Lamborghini cancela su primer coche 100% eléctrico
El proyecto eléctrico basado en el concept Lamborghini Lanzador no llegará a producción como EV. Será reemplazado por un híbrido enchufable.

Durante meses fue un rumor incómodo en los pasillos de Sant’Agata Bolognese. Ahora es oficial: Lamborghini cancela su primer coche 100% eléctrico. Lo confirmó su CEO, Stephan Winkelmann, en una entrevista con el Sunday Times.
LA FRASE QUE LO EXPLICA TODO
Winkelmann fue claro: la decisión se tomó tras más de un año de debates internos, consultas a clientes y concesionarios, análisis de mercado y datos globales.

“Invertir fuertemente en el desarrollo de vehículos totalmente eléctricos cuando el mercado y la base de clientes no están preparados sería un hobby muy caro y financieramente irresponsable”.
La frase no es casual. Es casi una declaración estratégica.
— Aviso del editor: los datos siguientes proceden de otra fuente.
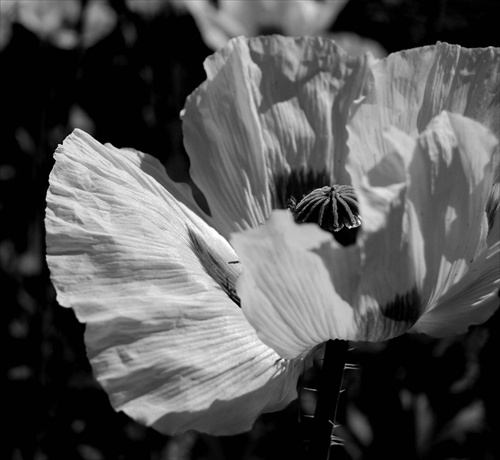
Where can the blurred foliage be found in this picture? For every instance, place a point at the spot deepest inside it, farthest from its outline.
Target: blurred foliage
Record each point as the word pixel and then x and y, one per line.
pixel 123 74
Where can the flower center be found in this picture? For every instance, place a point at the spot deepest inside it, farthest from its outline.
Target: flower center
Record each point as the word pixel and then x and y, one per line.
pixel 334 208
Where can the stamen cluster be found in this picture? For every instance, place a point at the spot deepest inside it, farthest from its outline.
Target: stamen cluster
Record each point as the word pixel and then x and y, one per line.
pixel 331 207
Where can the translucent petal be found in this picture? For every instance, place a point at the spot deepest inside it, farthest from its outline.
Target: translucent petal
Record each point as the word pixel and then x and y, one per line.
pixel 423 235
pixel 164 339
pixel 286 290
pixel 449 182
pixel 271 107
pixel 407 89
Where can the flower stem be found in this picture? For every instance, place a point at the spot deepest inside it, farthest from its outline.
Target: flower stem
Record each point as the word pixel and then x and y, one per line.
pixel 330 382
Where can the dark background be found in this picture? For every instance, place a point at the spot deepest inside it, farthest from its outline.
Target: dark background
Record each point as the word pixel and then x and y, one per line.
pixel 412 398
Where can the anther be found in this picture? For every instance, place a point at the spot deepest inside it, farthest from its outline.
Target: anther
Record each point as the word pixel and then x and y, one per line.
pixel 334 208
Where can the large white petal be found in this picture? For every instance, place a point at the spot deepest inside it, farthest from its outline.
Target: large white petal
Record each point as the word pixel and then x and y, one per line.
pixel 164 339
pixel 272 113
pixel 286 290
pixel 409 88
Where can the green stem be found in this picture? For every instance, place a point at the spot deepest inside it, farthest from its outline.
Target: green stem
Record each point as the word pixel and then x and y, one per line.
pixel 330 382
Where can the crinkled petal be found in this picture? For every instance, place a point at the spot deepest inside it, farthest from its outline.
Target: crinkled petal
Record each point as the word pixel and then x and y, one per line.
pixel 286 290
pixel 472 301
pixel 449 176
pixel 423 239
pixel 409 88
pixel 273 110
pixel 165 340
Según el CEO, la “curva de aceptación” del eléctrico en su público objetivo se estaba aplanando, “cerca de cero”.
En otras palabras: los clientes de Lamborghini todavía no quieren un superdeportivo sin rugido. Y ahí está el punto sensible.
EL PROBLEMA NO ES LA POTENCIA, ES LA EMOCIÓN

El Lamborghini Lanzador, presentado en 2023 en Pebble Beach, prometía más de 1.000 kW (1.360 CV) con un motor eléctrico por eje en formato 2+2. Sobre el papel, era una bestia.
Pero, para Winkelmann, el ADN de la marca va más allá de las cifras. Sus clientes valoran: diseño extremo, rendimiento puro, sonido del motor y respuesta mecánica visceral. Según el directivo, los eléctricos “en su forma actual” no logran esa conexión emocional específica.
Es un argumento que va directo al corazón del negocio: Lamborghini no vende sólo velocidad, vende sensaciones.
¿Puede un EV reemplazar el drama de un V12 o un V8 biturbo? Hoy, para ellos, la respuesta es no.
EL FUTURO INMEDIATO: HÍBRIDOS ENCHUFABLES

Sin embargo, La marca no da un paso atrás en electrificación. Lo redefine. “En un futuro previsible, únicamente habrá híbridos enchufables”, aseguró Winkelmann.
Eso significa que la estrategia seguirá el camino iniciado con el Lamborghini Revuelto, combinando batería y combustión para mantener carácter y cumplir normativas.
Además, el CEO confirmó que para 2030 toda la gama será PHEV y que los motores de combustión interna seguirán vivos “todo el tiempo que sea posible”.
¿ES EL FIN DEFINITIVO DEL LAMBORGHINI ELÉCTRICO?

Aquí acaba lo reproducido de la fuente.